Locals Train to Safely Respond to HazMat, WMD Incidents

Locals Train to Safely Respond to HazMat, WMD Incidents

Students in the Operations Level Response to HazMat/WMD Incident course practice putting on protective suits.

PHOENIX, AZ--Wooden crates and metal cages full of personal protective equipment (PPE) meet National Emergency Response and Rescue Training Center (NERRTC) instructor Billy Rhoads wherever he goes, which this month included a trip to the Arizona Department of Emergency and Military Affairs (DEMA) in Phoenix.

 

Rhoads and the 6,000 pounds of PPE were recently in Phoenix to lead a class of roughly 30 people through the Operations Level Response to HazMat/Weapons of Mass Destruction (WMD) Incidents course. Students in the three-day course learn to assess a situation, identify types of HazMat containers, and properly get into and out of the PPE, including safety boots, protective suits and respirators.

 

“The course gives students the knowledge and abilities to make informed decisions when responding to or assisting at the scene of a HazMat incident or terrorist attack involving weapons of mass destruction,” said Rhoads. “We want our students to be able to keep themselves, other responders, and the public safe from harm while responding to an incident.”

 

“If the responders become part of the problem, they are not part of the solution,” he added. “Our goal is to keep the responders safe at all cost. They will not be able to assist anyone if they become injured or worse.

 

According to the NERRTC brochure, the Operational Level Response to HazMat/WMD Incidents curriculum was written to address “the unique personal protection challenges” of responding to a HazMat or WMD situation, which include environmental factors.

 

“The environment plays a major role in the effects of a chemical or agent release.
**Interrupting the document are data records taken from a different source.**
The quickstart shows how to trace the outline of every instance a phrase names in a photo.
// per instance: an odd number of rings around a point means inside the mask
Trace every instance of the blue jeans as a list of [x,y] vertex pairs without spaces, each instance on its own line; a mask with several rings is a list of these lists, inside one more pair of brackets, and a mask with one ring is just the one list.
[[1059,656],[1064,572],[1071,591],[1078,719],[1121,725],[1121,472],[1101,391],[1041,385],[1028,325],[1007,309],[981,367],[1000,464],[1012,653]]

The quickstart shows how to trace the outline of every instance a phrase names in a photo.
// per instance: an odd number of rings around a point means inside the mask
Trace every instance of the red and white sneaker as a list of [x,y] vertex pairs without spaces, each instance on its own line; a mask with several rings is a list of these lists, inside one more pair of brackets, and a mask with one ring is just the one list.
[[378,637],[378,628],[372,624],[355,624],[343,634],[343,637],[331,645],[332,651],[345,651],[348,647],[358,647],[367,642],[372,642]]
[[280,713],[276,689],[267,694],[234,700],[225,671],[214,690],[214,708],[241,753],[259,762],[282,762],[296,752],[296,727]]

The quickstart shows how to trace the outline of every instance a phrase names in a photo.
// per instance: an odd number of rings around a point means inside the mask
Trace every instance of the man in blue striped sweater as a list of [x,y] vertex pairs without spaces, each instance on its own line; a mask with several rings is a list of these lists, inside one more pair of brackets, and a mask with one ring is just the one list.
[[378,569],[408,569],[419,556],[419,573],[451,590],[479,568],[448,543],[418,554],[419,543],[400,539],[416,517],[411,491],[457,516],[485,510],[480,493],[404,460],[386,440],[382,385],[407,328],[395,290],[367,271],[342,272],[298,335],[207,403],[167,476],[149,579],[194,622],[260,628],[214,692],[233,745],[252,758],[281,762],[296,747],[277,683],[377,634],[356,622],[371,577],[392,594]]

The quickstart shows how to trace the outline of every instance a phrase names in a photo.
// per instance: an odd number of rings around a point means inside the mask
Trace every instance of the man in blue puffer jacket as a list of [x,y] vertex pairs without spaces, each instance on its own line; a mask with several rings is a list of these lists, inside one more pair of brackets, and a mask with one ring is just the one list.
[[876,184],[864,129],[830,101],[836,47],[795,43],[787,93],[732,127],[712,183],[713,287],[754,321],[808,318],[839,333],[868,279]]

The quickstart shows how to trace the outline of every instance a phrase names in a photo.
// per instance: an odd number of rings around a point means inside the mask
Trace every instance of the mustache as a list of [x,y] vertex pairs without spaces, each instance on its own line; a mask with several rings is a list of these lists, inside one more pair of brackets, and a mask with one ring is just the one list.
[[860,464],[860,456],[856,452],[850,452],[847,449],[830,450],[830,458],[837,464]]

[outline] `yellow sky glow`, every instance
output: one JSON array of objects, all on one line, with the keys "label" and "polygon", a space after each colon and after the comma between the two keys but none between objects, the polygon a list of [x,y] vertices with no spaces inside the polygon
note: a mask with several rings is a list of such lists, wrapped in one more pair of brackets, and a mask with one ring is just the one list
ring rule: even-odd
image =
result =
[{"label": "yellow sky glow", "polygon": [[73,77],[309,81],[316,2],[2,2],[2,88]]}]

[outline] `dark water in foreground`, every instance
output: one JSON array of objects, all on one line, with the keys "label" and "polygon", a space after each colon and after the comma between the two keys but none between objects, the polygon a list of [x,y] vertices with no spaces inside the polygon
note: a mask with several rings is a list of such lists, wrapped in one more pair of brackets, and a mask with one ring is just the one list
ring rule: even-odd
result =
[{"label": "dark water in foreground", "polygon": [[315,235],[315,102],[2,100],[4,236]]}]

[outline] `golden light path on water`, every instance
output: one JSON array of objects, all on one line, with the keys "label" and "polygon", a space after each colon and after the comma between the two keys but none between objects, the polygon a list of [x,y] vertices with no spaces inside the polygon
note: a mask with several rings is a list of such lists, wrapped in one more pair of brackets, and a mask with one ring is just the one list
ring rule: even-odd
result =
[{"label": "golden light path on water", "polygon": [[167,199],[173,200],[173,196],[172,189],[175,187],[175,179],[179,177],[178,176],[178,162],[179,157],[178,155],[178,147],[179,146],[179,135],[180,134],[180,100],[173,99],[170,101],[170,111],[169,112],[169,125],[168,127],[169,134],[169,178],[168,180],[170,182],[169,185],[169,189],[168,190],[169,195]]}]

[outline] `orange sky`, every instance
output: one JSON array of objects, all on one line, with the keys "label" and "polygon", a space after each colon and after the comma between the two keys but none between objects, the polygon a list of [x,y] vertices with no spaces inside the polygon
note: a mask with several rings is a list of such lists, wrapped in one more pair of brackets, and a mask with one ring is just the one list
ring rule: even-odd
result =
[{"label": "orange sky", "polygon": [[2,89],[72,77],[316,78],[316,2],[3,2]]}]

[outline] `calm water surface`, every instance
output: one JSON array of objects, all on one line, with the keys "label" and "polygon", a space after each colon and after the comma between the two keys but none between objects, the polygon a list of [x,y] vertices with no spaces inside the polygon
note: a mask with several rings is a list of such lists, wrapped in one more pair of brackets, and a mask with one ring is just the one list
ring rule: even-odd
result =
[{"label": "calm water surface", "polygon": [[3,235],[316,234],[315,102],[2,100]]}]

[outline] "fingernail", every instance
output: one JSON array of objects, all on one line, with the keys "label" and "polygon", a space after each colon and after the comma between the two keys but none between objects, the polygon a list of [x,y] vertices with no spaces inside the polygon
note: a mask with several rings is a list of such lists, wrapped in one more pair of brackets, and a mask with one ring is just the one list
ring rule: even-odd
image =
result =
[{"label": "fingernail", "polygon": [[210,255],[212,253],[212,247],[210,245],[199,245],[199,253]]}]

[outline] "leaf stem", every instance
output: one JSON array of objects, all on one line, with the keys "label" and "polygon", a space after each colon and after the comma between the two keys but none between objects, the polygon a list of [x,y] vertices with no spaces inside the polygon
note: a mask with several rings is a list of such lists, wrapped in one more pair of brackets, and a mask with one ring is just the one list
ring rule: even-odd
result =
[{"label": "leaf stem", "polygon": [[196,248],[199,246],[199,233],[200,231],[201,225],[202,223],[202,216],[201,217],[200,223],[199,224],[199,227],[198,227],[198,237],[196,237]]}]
For example, rain can affect the spill of a substance that is water reactive. Wind will move a vapor cloud,” Rhoades said. “Temperature is also a concern. Working in the chemical protective suits can place the wearer in a lot of stress due to the material the suits are constructed out of.”

 

The temperature is one item on a mental checklist of things that HazMat/WMD technicians must take into consideration. First responders are often thrust into situations where they must think on their feet and make decisions that could put themselves and their teams in danger.

 

“When working with HazMat or weapons of mass destruction, responders have to identify the chemical or agent involved, and choose the appropriate personal protective equipment that is suitable for the atmosphere” Rhoads said. “While operating at a terrorist attack, they must be aware of active shooters, explosive devices and additional attacks that may occur while they are mitigating an incident.”

 

Training ended with an opportunity for each member of the class to get some “suit time,” and an exercise during which the class assessed a simulated HazMat situation, responded and practiced the decontamination process.

 

The DEMA Training Branch supports the training needs of the Whole Community by facilitating local and tribal government requests for courses like Operational Level Response to HazMat/WMD Incident to Arizona.

 

Kathy Hassett, Training Coordinator at DEMA, said of all the courses designed by the Texas A&M Engineering Extension Service, the HazMat/WMD Incidents course is the most popular in Arizona, particularly with rural jurisdictions and tribes. The course is offered an average of five or six times a year at different locations around the state.

 

The NERRTC at Texas A&M University is one of seven nationally-recognized organizations that support the National Domestic Preparedness Consortium (NDPC) mission to “develop and deliver enhanced all-hazards training to prepare the nation.”

 

The other six NDPC facilities are the Center for Domestic Preparedness in Anniston, Ala.; the National Center for Biomedical Research and Training at Louisiana State University; the Center for Radiological/Nuclear Training at the Nevada National Security Site; the Energetic Materials Research and Testing Center at New Mexico Tech; the National Disaster Preparedness Training Center at University of Hawaii; and the Transportation Technology Center in Pueblo, Colo.

 

Funded by the U.S. Department of Homeland Security, the NERRTC offers training in incident management, health and medical services, critical infrastructure protection, HazMat and search and rescue, sports and special events management, executive leadership and management, and cybersecurity.